So, I was (lovingly) confronted by a friend tonight who was worried about me (and she said some of you anonymous mutual friends who secretly read my blog were worried about me, too). I am so sorry I left my blog on such a down note. When I restarted my blog . . . . has it been a year ago now? . . . I meant to not let it get so down-in-the-dumps as it had been for a while. Seriously, who would want to read that? Not me.
In all seriousness, though, I am doing better. I had a rough spurt, obviously, if you read my last post. And let me fill you in on some of the things that were helping keep me down. I'm very stressed out right now (so much so that my clenching teeth during my sleep has actually chipped a tooth in the last week) due to work and trying to get way too many things done personally and job-related. Also, it had taken me two months before this last period started but once it did, it didn't want to stop and has gone for over a month. It's finally acting like it WILL end, but it definitely wasn't fun. Sorry for anyone that offended, but it's just the way my body works -- or doesn't as the case may be. This is the joy that comes with not ovulating. And finally, my husband hasn't exactly had an easy two years due to all the job stuff. He lost the job he loved and has been working a job he doesn't love while trying everything he can to get another teaching job. This does not lead him to being happy very often. Most of the time, one of us is down and the other one is "up" enough to be able to balance us out so that we can keep each other from getting so depressed. However, with it being the end of the school year and Jeremy trying harder than ever to not have to work returns in an electronics store another year, he's downer in the dumps than sometimes so when I took my turn in being blue, he didn't exactly have it in him to help me back out.

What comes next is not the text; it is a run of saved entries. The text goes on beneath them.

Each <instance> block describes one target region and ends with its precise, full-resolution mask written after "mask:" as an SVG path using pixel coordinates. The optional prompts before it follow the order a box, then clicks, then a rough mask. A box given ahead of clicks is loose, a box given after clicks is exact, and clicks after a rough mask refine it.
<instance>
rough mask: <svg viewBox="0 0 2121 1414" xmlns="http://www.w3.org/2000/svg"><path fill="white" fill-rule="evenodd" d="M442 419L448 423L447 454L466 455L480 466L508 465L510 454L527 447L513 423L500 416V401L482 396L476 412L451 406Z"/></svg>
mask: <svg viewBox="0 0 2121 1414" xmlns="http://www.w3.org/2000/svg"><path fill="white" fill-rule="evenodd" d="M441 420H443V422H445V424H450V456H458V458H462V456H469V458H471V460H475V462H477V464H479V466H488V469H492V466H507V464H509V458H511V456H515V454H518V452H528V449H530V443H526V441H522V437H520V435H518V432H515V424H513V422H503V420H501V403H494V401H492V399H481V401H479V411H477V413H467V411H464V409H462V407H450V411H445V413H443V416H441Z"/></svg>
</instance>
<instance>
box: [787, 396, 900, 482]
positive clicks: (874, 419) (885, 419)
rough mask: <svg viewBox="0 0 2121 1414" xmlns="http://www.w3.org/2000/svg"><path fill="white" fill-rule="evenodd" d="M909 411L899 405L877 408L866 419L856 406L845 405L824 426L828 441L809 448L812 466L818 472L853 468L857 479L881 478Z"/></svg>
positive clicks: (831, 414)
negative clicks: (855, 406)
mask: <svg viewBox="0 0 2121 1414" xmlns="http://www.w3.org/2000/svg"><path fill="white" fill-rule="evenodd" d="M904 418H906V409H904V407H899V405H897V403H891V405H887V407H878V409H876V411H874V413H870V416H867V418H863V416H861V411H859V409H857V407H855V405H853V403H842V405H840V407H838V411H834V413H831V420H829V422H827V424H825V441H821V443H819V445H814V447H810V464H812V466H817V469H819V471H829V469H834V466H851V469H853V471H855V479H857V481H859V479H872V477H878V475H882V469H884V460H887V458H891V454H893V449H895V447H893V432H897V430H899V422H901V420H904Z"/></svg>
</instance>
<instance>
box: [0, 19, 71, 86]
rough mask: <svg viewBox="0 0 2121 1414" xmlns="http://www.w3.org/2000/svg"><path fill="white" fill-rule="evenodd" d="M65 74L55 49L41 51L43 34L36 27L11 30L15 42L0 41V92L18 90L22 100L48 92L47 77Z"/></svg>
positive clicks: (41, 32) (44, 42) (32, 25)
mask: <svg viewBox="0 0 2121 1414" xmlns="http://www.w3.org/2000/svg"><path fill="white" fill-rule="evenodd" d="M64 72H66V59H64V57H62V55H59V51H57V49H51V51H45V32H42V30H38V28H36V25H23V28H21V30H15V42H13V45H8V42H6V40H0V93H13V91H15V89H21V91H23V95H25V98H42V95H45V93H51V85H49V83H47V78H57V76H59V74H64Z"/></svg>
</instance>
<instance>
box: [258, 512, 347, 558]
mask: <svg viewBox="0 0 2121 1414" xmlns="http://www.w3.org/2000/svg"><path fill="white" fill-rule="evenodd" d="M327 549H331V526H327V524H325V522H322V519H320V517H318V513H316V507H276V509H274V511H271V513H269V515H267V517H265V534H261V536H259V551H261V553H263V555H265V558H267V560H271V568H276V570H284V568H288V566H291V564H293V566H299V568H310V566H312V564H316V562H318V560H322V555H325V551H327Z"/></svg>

Needless to say, that's what prompted that last post, with probably several other things. I'm a major worryer, in case you haven't figured that out, and it's VERY hard for me to let go and let God. Maybe that's one of the things God wants me to learn through ALL of this. Who knows? What I do know is I am doing better than I was. Thanks for being worried for me. I was having a bad day/week at the time I posted my last post, but I'm doing better. I'm not perfect, but I'm better. Keep praying for me. I will hopefully have more time to post soon, but my life is CRAZY BUSY right now so I can't promise when.